00:07 Non ce n'était pas le radeau de la méduse, ce bateau qu'on se le dise au fond des ports, qu'on se le dise au fond des ports
00:19 Eh bien en l'occurrence, désolé Georges, mais c'est bien le radeau de la méduse qui constitue le cœur saignant de cette édito-culture.

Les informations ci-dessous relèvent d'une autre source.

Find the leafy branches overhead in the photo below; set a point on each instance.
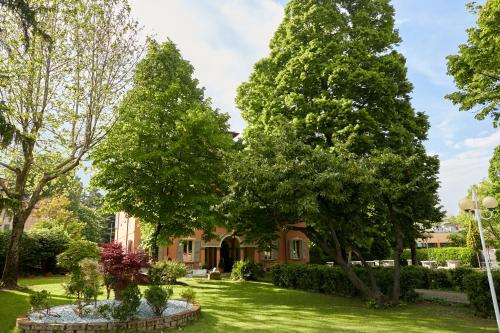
(476, 67)
(163, 161)
(26, 12)
(332, 138)
(60, 94)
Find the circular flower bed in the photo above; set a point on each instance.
(65, 318)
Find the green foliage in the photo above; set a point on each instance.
(457, 276)
(163, 161)
(84, 283)
(39, 300)
(189, 295)
(466, 256)
(77, 251)
(157, 298)
(478, 290)
(246, 270)
(67, 86)
(166, 272)
(332, 139)
(333, 280)
(130, 301)
(39, 250)
(476, 67)
(92, 277)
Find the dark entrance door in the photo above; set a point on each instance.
(229, 253)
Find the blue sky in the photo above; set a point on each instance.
(224, 38)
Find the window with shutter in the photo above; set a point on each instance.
(180, 251)
(274, 255)
(196, 253)
(297, 249)
(303, 246)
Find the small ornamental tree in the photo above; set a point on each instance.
(122, 269)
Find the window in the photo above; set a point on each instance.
(268, 254)
(296, 249)
(271, 252)
(187, 254)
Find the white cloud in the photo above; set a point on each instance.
(484, 142)
(221, 38)
(468, 167)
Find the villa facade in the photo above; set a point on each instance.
(222, 252)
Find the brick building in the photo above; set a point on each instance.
(222, 252)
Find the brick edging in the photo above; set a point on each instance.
(24, 325)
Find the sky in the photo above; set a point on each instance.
(224, 38)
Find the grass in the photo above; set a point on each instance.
(260, 307)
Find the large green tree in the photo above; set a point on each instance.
(163, 162)
(476, 67)
(334, 76)
(59, 96)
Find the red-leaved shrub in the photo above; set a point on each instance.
(121, 269)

00:26 On commémore en ce mois de janvier les 200 ans de la mort de Théodore Géricault, le peintre qui a rendu fameuse cette embarcation de fortune
00:33 dans son tableau accroché au Louvre, somme mob de romantisme macabre avec son empilement de corps cadavériques
00:38 désespérément accrochés les uns aux autres au milieu des flots et de lécumes bouillonnantes.
00:42 De façon assez étonnante, Clarisse Griffon du Bel-et n'évoque pas une seule fois la toile célébrissime de Géricault dans Reussac,
00:49 son premier livre, un objet rare qu'on dirait tout droit sorti d'un cabinet de curiosité et qui paraît le 19 janvier, vendredi donc, aux éditions Maurice Nadeau.
00:58 Pourtant, elle aussi s'intéresse au radeau de la méduse et ce sujet, elle ne l'a pas choisi, elle le porte dans sa chair.
01:04 Sculptrice d'une petite quarantaine d'années, Clarisse Griffon du Bel-et est en effet la descendante d'un des rares rescapés du naufrage de la méduse.
01:11 Son ancêtre, Joseph Jean-Baptiste Griffon du Bel-et, a 28 ans lorsque, en juin 1816, il monte à bord du navire pour cette expédition funeste.
01:20 Noble désargenté, il y embarque comme secrétaire du futur gouverneur du Sénégal.
01:24 Après l'échouement de la frégate sur un banc de sable au large de l'actuelle Mauritanie, le jeune Joseph se retrouve donc sur le radeau fait de rondins avec une centaine d'hommes environ.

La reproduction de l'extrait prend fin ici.